親と相談した結果、二泊三日で皐月がいるなら、という許可が下りた。本当はもう少し長くいたかったけれど、さすがに高校生になったばかりの娘を長く泊まりに出すのは不安だったようだ。
『本当にいいの?』
「うん?」
『旅行。別に私に合わせなくても、サソリくんはもっと長く泊まればいいのに』
サソリくんは、私と合わせて二泊三日の予定にしたらしい。
現在新幹線で現地に向かっている途中である。サソリくんは窓枠に頬杖をつきながらふあっと欠伸をした。
「イタチの別荘はいつでもいけるから。問題ない」
『そうかもしれないけど…』
「お前がいなきゃつまんねーし。オレはお前がいればいい」
ポス、とサソリくんが私の肩に頭を乗せる。どうやら眠いようである。
『夜更かししたの?』
「あいつらうるせーんだもん。眠れなくて。少し寝ていい?」
夏休み中、サソリくんの家にはひっきりなしに誰かが泊まっているようなのだ。本当に仲がいい。
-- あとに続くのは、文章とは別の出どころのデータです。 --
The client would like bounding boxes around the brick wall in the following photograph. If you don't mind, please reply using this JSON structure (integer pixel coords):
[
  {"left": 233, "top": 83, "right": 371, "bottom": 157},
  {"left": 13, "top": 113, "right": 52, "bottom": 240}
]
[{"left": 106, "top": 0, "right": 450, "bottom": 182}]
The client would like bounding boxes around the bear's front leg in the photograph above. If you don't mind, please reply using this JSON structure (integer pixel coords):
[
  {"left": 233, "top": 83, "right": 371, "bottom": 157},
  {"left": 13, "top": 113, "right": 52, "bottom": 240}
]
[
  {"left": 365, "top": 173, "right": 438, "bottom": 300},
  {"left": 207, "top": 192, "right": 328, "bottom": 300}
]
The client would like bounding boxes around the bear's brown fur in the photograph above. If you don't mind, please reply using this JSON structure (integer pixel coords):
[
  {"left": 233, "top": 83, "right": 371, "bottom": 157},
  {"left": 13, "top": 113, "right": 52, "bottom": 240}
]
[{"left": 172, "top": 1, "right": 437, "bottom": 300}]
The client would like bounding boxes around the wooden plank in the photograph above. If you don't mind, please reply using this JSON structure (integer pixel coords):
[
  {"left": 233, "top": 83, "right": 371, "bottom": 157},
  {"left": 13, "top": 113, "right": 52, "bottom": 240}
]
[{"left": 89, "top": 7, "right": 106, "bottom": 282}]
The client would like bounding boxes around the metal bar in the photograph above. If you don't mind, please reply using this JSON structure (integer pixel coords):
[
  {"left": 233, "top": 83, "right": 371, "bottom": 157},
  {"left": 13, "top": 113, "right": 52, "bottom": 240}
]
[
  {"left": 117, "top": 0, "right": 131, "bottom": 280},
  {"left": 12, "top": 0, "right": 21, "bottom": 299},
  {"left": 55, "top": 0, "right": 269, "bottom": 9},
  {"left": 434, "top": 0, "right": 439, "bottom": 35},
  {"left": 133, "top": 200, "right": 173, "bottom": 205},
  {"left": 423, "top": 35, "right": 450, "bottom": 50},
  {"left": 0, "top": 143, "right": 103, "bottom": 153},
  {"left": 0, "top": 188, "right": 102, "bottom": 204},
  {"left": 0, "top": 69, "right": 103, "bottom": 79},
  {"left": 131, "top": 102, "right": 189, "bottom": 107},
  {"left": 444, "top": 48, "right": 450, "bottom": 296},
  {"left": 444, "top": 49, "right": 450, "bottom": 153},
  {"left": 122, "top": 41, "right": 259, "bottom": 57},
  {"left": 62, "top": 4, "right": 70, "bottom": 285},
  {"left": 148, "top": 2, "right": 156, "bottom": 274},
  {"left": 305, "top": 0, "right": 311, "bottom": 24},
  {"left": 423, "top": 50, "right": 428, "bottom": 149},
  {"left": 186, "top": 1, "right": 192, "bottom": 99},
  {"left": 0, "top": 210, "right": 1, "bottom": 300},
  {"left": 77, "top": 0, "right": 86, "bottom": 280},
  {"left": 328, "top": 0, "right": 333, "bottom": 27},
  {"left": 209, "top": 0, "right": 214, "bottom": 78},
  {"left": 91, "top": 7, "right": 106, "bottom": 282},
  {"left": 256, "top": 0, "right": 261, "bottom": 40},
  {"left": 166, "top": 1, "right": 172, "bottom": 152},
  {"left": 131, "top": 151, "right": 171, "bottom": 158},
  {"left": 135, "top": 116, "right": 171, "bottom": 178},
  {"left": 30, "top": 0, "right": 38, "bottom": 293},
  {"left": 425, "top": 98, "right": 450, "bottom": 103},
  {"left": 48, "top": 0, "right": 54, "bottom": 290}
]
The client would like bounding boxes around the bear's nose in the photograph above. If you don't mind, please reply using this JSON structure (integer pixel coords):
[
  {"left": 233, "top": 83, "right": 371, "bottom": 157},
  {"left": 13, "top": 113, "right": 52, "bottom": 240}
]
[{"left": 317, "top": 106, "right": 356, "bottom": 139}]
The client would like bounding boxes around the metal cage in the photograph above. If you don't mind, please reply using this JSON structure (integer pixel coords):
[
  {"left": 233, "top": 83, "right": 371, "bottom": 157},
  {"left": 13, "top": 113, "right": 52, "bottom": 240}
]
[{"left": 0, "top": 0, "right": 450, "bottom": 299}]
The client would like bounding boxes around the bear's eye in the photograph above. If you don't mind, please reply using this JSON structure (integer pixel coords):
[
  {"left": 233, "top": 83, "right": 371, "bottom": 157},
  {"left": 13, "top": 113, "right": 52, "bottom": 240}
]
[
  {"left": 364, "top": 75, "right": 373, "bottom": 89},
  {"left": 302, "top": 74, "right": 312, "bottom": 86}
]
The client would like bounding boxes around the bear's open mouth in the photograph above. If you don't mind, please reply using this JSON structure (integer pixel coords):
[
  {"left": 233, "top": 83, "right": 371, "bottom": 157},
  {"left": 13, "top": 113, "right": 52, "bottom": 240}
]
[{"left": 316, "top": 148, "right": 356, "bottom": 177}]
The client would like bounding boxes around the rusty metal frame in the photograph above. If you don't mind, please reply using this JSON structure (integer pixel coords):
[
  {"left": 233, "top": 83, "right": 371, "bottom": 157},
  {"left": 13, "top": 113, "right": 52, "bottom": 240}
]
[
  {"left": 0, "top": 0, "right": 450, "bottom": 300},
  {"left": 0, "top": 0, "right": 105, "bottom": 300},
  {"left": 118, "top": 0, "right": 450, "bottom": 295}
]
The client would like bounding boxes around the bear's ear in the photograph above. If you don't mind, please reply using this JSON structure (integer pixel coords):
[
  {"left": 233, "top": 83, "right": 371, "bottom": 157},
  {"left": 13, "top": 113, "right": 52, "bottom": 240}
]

サソリくんは私の答えを聞かないまま、すーすー寝息を立てて寝始めてしまった。そして気付く。サソリくんの寝顔めちゃくちゃ可愛い。
『ちょ、皐月!皐月!』
「なに?」
『サソリくん寝てる!可愛くない!?写真撮って写真!』
皐月が呆れ顔で私を見る。
「そりゃサソリだって寝るでしょ」
『だってあんまり見たことなくて…!ちょっと興奮しちゃった』
皐月は面倒臭そうに数枚サソリくんの写真を撮っている。そして私にスマホを見せた。
「こんな感じ?」
『あっめっちゃいい。最高に可愛い。後で送っておいて』
「はいはい…」
前に座っていたデイダラくんと飛段くんが顔を覗かせる。
「旦那寝ちゃったのか?」
『見て!めちゃくちゃ可愛くない!?』
「そうかァ?可愛くはねーだろ」
男性陣、冷めている。私は反発した。
『超可愛いじゃん。赤ちゃんみたい。よしよし~ってしたくなる』
「オカンモードはやめとけよ、うん」
『なにそれ』
「旦那が言ってた。美羽はすぐオカン化するって、うん」
『失礼な!あっ…でもちょっとママにはなりたいかも。おはようからおやすみまでお世話したい』
「ぜってー嫌だわ。サソリとか確実にクソガキじゃん」
そこがいいの!と私は続ける。
『この猛獣を手名付けてる感じに興奮する』
「変わってんな…」
『なんで!?女子はみんなそうだよ。好きな人のお世話めちゃくちゃしたい』
「だそうですが。どうですか皐月さん、うん」
デイダラくんの言葉に皐月は冷めた顔をする。
「いや、無理無理。全然世話したくない」
『なんで!?』
「めんどくさいことは嫌いよ」
『勿体無いなぁ…このめんどくささの後の達成感が気持ちいいのに』
「美羽は面倒くさい男が好きなのか?」
通路を挟んで隣のイタチくんに問われる。私はううん、と考えた。
『どうだろ…そうなのかな?考えたことない』
「お前中学まで女子校だっけ。どこ?」
言われて、少し言い淀む。しかし隠す理由もなかった。
『…K女学院』
「えっ、お嬢じゃん」
『違う違う。うちは普通。お嬢様もいたけどね』
「K女のお嬢様が、何故こんな公立校に来たんです?」
ふっと中学の頃の映像が浮かんで、すぐに消えていった。
私は少し悩んで、答える。
『…一言で言えば合わなかった、のかな。女子校ってまあ、皆アクが強いから』
「そんな感じはするな。まあ、色々あるよな、うん」
デイダラくんはなにやら察してくれたようだ。前から思っていたけど、彼は人の心の動きに敏感である。
『皆は中学一緒なの?』
「中学どころか小学校まで一緒だよ。まじ腐れ縁」
『へー…それで』
通りで仲がいいわけだ、と思った。それと同時に、そんなに昔からサソリくんと一緒にいたことが羨ましく思える。
『サソリくんってどんな子供だったの?』
「まんまだよ。まじクソガキ」
「おめーも人のこと言えねえだろ、うん」
「そういえば覚えてる?アンタたち理科の実験の時に花火に火つけてさ、爆発してめちゃくちゃ怒られてたやつ」
「ぶはは!あったなそんなこと」
皆が思い出話に花を咲かせている。
私は会話に入れず、黙って聞いていた。
いいな、と思った。できることなら私も、最初からこの輪に入りたかった。
「今度アルバム持ってきてあげるよ。サソリの写真あるから」
『え、いいの?』
「勿論」
ニコッとイタチくんが笑う。返事をしようとして、それは叶わなかった。
「やめろ」
『あれ…起きてたの?サソリくん』
「うるせーんだよ。起きるわそりゃ」
ガシガシと頭を掻きながらサソリくんが皆を睨む。
「おめーら余計なこと言うんじゃねぇよ」
「別に言ってねーよ、うん」
「そーだそーだ。サソリが女子に追いかけ回されて階段から落ちた話とか、まだしてねぇし」
「だから余計なこと言うんじゃねぇ!」
私は思わず笑ってしまった。サソリくんが彼らに気を許して話している姿を見るのは、とても好きだ。